Dans son dernier rapport, le Conseil d’Orientation des Retraites (COR) donne à ce sujet des indications peu rassurantes. Les excédents dégagés depuis 2021 (3,2 milliards d’euros cette année, contre un déficit de plus de 13 milliards en 2020) ne sont en effet que provisoires. Le COR prévoit que notre système de retraites ne saurait retrouver l’équilibre avant le milieu des années 2050, et cela à condition que la productivité croisse de 1.6% par an. Cette hypothèse - qui correspond à l’estimation la plus optimiste - paraît aujourd’hui bien audacieuse. Malgré toute l’inventivité dont les experts de Bercy feront preuve pour ajuster les paramètres financiers du système, c’est donc la croissance de la productivité qui décidera de sa pérennité ou de son effondrement. 

Or, parmi les différents facteurs de la croissance du PIB, la productivité est celui sur lequel il est le plus difficile d’agir. Robert Solow est resté célèbre pour avoir observé, dès 1987, que « les ordinateurs sont partout, excepté dans les statistiques de la productivité ». Après l’épisode du confinement, on a pu croire un moment que cette situation paradoxale avait pris fin, grâce à la généralisation du télétravail. Partout dans le monde, ce sursaut productif est retombé dès le moment où la majorité de la population a retrouvé une activité normale. De nombreux analystes en ont conclu que le paradoxe de Solow conserve toute son actualité. 

Plus optimistes, les experts du McKinsey Global Institute défendent, dans une étude de 2021, l’idée selon laquelle les technologies nouvelles se manifestent par vagues successives et que la productivité aux Etats-Unis va augmenter de 2% par an au cours des dix années à venir.
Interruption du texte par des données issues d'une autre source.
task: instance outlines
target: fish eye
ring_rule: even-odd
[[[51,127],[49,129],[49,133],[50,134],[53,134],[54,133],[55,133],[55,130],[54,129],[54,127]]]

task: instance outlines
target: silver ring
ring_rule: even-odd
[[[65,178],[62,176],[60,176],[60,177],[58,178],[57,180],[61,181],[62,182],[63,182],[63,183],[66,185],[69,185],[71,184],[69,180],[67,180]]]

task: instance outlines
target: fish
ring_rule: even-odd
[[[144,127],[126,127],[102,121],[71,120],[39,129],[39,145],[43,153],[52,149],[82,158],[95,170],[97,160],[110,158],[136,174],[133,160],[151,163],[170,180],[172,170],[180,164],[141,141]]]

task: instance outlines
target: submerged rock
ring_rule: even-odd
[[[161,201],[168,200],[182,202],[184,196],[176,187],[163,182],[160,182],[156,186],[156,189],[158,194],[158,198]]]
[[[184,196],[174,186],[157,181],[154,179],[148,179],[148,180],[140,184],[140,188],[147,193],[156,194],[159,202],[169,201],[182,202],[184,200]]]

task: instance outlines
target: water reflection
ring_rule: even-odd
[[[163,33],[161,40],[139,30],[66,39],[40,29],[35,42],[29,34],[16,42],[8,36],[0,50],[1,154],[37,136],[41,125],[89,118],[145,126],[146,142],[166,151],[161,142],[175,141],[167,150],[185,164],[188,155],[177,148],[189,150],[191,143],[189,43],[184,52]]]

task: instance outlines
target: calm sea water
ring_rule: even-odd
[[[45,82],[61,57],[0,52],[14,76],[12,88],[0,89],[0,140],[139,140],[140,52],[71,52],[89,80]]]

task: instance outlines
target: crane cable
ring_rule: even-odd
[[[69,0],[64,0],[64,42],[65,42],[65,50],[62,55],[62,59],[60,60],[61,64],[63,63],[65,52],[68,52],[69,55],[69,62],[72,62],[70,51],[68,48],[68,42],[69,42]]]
Lorsqu’on sait que les gains annuels de productivité ont été en moyenne de 0.5% depuis 2013, ce chiffre paraît fort encourageant. Il s’agit toutefois d’une performance encore assez médiocre, comparée au taux de 2.5% qui avait été atteint à la faveur de la « révolution Internet » des années 2000. Comment expliquer ce résultat décevant, qui se retrouve d’ailleurs dans toutes les économies développées ? 

Tout indique que l’Etat porte une responsabilité non négligeable dans cette contre-performance. Comment expliquer autrement l’étrange concordance entre la baisse de la productivité et l’apparition, dans presque tous les pays de l’OCDE, de déficits publics récurrents à partir des années 1970 ? L’intervention des pouvoirs publics dans l’économie a atteint des sommets lors des trois dernières crises : 7% du PIB en 2001, 12% en 2008 et près de 45% en 2020. Le nombre d’entreprises en défaut de paiement a régulièrement diminué : ce taux, qui était de 20%, lors de la récession de 2001, est tombé à 5% en 2020. Les mesures de soutien à l’économie ont donc fortement ralenti le phénomène de « destruction créatrice » par lequel les agents les plus dynamiques supplantent naturellement les moins productifs. 

Il n’est cependant pas nécessaire de transformer la France en jungle schumpéterienne pour améliorer les performances de notre économie : il nous suffirait de suivre l’exemple de nos principaux partenaires. Une récente note du Conseil d’Analyse Economique (CAE) rappelle ainsi que, depuis vingt ans, notre productivité a progressé moins vite que celle de l’Allemagne ou des États-Unis. Ce différentiel s’observe dans presque tous les secteurs et représente un manque à gagner de 140 milliards d’euros de PIB par an, soit environ 65 milliards de recettes fiscales annuelles. Voilà de quoi couvrir largement les déficits à venir de l’assurance-vieillesse. Paradoxalement, c’est donc de l’éducation et de l’innovation que dépend le sort des retraités. 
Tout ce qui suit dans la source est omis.